The type of salamander called axolotl, with its frilly gills and widely
spaced eyes, looks like an alien and has other-worldly powers of regeneration.
Lose a limb, part of the heart or even a large portion of its brain? No problem:
They grow back.
“It regenerates
almost anything after almost any injury that doesn’t kill it,” said Parker
Flowers, postdoctoral associate in the lab of Craig Crews, the John C. Malone
Professor of Molecular, Cellular, and Developmental Biology and professor of
chemistry and pharmacology.
If scientists
can find the genetic basis for the axolotl’s ability to regenerate, they might
be able to find ways to restore damaged tissue in humans. But they have been
thwarted in the attempt by another peculiarity of the axolotl — it has the
largest genome of any animal yet sequenced, 10 times larger than that of
humans.
Now Flowers and colleagues have found an ingenious way to circumvent the
animal’s complex genome to identify at least two genes involved in regeneration,
they report Jan. 28 in the journal eLife.
The advent of
new sequencing technologies and gene-editing technology has allowed researchers
to craft a list of hundreds of gene candidates that could responsible for
regeneration of limbs. However, the huge size of the axolotl genome populated
by vast areas of repeated stretches of DNA has made it difficult to investigate
the function of those genes.
Lucas Sanor, a
former graduate student in the lab, and fellow co-first author Flowers used
gene editing techniques in a multi-step process to essentially create markers
that could track 25 genes suspected of being involved in limb regeneration.

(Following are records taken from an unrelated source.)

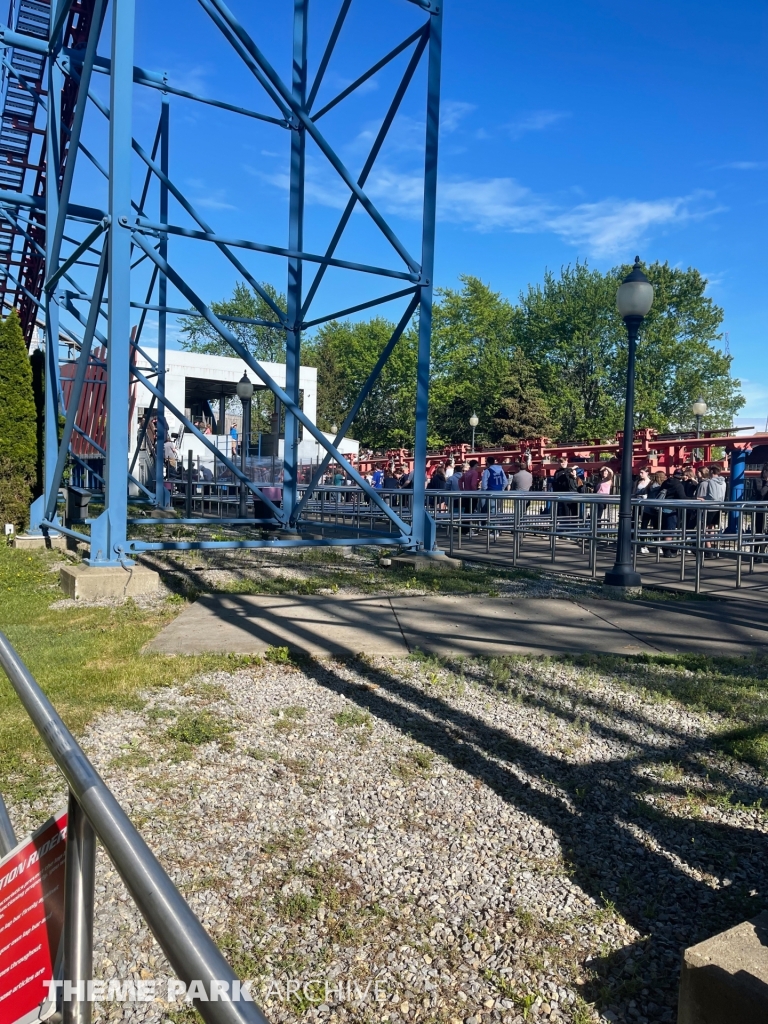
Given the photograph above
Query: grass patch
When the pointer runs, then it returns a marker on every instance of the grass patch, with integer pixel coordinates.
(196, 728)
(278, 655)
(353, 719)
(87, 660)
(733, 687)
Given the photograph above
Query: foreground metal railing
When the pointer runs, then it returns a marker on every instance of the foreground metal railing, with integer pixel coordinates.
(691, 531)
(93, 811)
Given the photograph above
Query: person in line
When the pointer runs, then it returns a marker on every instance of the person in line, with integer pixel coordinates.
(604, 486)
(470, 481)
(564, 481)
(712, 488)
(494, 477)
(640, 489)
(436, 482)
(690, 485)
(672, 488)
(521, 478)
(759, 518)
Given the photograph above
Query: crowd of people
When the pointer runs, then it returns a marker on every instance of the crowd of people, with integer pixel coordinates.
(706, 483)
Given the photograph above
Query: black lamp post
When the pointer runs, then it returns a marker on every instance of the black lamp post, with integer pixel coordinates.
(699, 411)
(634, 299)
(245, 393)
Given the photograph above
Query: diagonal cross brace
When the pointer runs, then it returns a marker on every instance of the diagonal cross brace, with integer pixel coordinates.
(316, 135)
(77, 387)
(256, 367)
(365, 391)
(279, 514)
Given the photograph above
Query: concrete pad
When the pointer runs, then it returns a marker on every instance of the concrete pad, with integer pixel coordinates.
(497, 626)
(312, 625)
(28, 542)
(724, 980)
(96, 583)
(697, 627)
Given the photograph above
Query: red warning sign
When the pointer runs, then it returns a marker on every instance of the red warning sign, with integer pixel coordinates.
(32, 889)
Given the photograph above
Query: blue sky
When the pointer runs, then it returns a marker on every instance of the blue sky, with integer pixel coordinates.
(590, 130)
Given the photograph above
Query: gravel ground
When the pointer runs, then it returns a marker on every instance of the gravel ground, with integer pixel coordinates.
(491, 841)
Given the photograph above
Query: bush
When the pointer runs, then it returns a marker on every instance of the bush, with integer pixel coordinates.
(15, 495)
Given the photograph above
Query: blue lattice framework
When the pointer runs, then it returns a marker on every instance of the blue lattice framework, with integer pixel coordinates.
(108, 244)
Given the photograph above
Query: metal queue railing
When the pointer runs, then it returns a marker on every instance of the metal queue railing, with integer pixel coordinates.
(94, 812)
(734, 530)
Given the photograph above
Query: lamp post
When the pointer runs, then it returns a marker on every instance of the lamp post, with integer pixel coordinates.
(473, 421)
(634, 299)
(245, 393)
(699, 411)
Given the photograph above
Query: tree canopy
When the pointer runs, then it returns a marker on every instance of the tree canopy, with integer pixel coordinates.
(552, 365)
(265, 343)
(571, 332)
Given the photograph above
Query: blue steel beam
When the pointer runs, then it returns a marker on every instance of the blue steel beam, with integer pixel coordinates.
(328, 52)
(109, 530)
(258, 369)
(259, 247)
(181, 199)
(368, 166)
(160, 438)
(295, 264)
(364, 393)
(52, 388)
(360, 306)
(316, 135)
(369, 74)
(77, 386)
(53, 240)
(423, 528)
(253, 487)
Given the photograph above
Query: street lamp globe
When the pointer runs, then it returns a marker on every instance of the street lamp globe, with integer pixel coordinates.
(635, 294)
(245, 388)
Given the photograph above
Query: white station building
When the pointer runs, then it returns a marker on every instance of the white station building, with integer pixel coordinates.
(203, 388)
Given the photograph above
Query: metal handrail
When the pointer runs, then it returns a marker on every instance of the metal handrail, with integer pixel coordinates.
(190, 951)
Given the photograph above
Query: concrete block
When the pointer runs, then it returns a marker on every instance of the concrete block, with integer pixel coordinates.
(724, 980)
(96, 583)
(419, 562)
(27, 542)
(620, 593)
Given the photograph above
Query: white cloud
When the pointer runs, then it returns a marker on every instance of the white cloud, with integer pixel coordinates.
(213, 201)
(452, 114)
(743, 165)
(603, 228)
(611, 224)
(536, 121)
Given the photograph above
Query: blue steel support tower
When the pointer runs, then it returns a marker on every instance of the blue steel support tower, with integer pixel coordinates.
(72, 267)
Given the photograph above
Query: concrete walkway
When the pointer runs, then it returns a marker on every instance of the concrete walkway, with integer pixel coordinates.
(395, 626)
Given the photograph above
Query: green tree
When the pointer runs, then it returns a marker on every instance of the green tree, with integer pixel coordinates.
(345, 352)
(523, 411)
(472, 343)
(265, 343)
(572, 334)
(17, 424)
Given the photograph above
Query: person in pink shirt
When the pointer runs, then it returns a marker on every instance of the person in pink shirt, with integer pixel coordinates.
(604, 486)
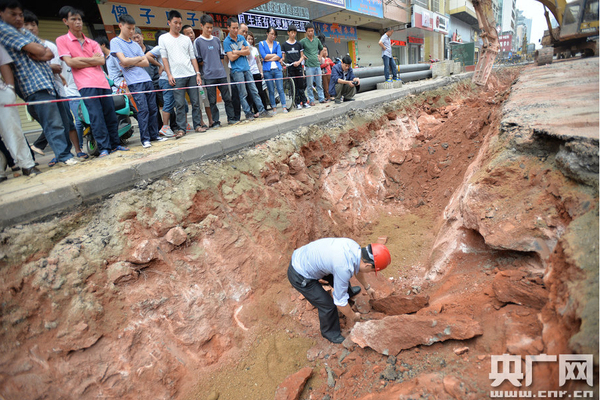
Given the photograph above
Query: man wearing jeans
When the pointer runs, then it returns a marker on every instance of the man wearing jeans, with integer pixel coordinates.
(85, 58)
(386, 54)
(180, 63)
(34, 77)
(236, 48)
(312, 47)
(210, 55)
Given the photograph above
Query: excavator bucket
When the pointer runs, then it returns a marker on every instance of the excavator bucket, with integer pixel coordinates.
(484, 67)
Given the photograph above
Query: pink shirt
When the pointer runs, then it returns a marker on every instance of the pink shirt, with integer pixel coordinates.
(89, 77)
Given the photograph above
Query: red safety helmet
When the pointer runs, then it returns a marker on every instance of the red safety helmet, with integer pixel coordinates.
(381, 256)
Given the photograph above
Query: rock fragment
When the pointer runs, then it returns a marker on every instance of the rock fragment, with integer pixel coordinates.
(390, 335)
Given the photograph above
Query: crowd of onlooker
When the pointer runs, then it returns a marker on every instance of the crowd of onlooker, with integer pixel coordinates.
(157, 79)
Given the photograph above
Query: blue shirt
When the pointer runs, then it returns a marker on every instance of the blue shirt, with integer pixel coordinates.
(339, 257)
(129, 49)
(241, 64)
(31, 76)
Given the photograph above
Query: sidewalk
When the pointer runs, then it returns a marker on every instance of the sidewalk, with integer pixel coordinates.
(60, 188)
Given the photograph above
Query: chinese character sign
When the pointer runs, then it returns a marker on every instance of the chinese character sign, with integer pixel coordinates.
(373, 8)
(336, 32)
(263, 21)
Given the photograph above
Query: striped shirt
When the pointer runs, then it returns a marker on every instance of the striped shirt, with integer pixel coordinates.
(31, 76)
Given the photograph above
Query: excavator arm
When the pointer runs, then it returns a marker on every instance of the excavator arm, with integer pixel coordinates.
(489, 37)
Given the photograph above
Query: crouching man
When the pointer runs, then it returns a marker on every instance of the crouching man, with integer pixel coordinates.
(335, 260)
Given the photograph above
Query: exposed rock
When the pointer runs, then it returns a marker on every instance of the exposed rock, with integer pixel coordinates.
(176, 236)
(392, 334)
(399, 304)
(143, 251)
(121, 272)
(397, 157)
(514, 287)
(292, 386)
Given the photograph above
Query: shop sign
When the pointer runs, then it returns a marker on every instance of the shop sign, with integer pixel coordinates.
(336, 32)
(441, 24)
(334, 3)
(505, 42)
(283, 10)
(415, 40)
(145, 15)
(373, 8)
(264, 21)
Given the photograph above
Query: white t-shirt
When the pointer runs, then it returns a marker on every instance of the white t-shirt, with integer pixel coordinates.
(179, 52)
(60, 89)
(4, 59)
(252, 60)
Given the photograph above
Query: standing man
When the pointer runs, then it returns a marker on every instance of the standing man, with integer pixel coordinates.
(180, 63)
(335, 260)
(188, 31)
(132, 62)
(386, 54)
(34, 77)
(10, 128)
(343, 82)
(293, 55)
(312, 47)
(237, 49)
(210, 56)
(85, 58)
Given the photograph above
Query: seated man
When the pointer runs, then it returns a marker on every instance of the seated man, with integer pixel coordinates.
(343, 82)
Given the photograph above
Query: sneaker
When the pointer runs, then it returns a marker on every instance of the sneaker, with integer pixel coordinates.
(36, 150)
(33, 171)
(166, 131)
(121, 148)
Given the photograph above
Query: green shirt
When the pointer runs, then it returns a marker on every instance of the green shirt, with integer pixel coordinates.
(311, 51)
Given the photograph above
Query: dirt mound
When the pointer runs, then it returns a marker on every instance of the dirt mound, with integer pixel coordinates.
(177, 289)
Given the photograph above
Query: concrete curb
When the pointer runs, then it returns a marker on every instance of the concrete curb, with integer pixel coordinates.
(40, 199)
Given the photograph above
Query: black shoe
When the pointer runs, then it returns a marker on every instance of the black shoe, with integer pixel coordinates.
(33, 171)
(338, 339)
(353, 291)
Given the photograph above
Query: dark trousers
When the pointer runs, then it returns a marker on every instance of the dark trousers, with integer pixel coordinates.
(329, 318)
(261, 91)
(103, 118)
(299, 83)
(147, 110)
(225, 95)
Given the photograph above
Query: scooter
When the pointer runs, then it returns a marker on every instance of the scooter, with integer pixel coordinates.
(125, 127)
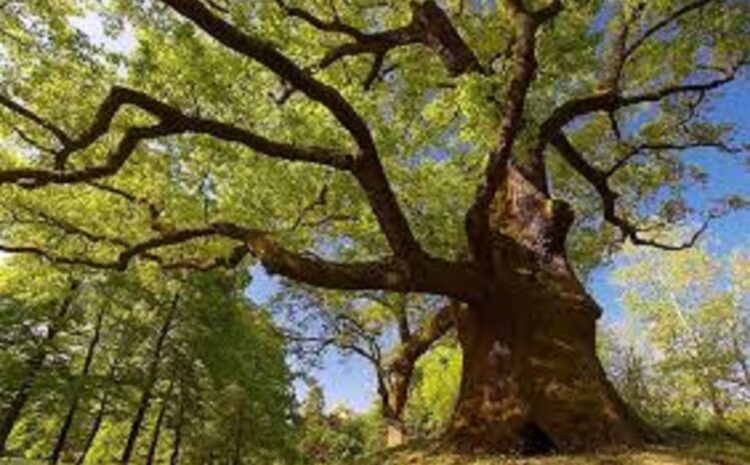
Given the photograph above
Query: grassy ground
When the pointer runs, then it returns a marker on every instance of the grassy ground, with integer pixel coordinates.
(708, 452)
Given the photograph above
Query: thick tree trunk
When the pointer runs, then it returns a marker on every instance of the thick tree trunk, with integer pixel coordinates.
(34, 367)
(531, 379)
(147, 394)
(68, 421)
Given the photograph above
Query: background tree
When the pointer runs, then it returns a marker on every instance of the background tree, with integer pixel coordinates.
(236, 130)
(389, 332)
(129, 363)
(689, 357)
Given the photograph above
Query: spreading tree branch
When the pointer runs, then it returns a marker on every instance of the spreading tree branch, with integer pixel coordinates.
(368, 168)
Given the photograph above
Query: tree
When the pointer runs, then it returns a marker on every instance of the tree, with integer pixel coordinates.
(434, 148)
(389, 332)
(692, 345)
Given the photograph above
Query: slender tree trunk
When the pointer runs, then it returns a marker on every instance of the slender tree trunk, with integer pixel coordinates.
(95, 427)
(174, 458)
(34, 367)
(395, 379)
(531, 380)
(393, 395)
(68, 422)
(157, 427)
(147, 392)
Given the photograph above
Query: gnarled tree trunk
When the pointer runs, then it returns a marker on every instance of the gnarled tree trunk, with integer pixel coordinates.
(531, 379)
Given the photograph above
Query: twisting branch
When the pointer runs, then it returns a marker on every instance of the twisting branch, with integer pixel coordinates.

The
method allowed them to identify two genes in the blastema — a mass of dividing
cells that form at the site of a severed limb — that were also responsible for
partial regeneration of the axolotl tail.
Flowers stressed
that many more such genes probably exist. Since humans possess similar genes,
the researchers say, scientists may one day discover how to activate them to
help speed wound repair or regenerate tissue.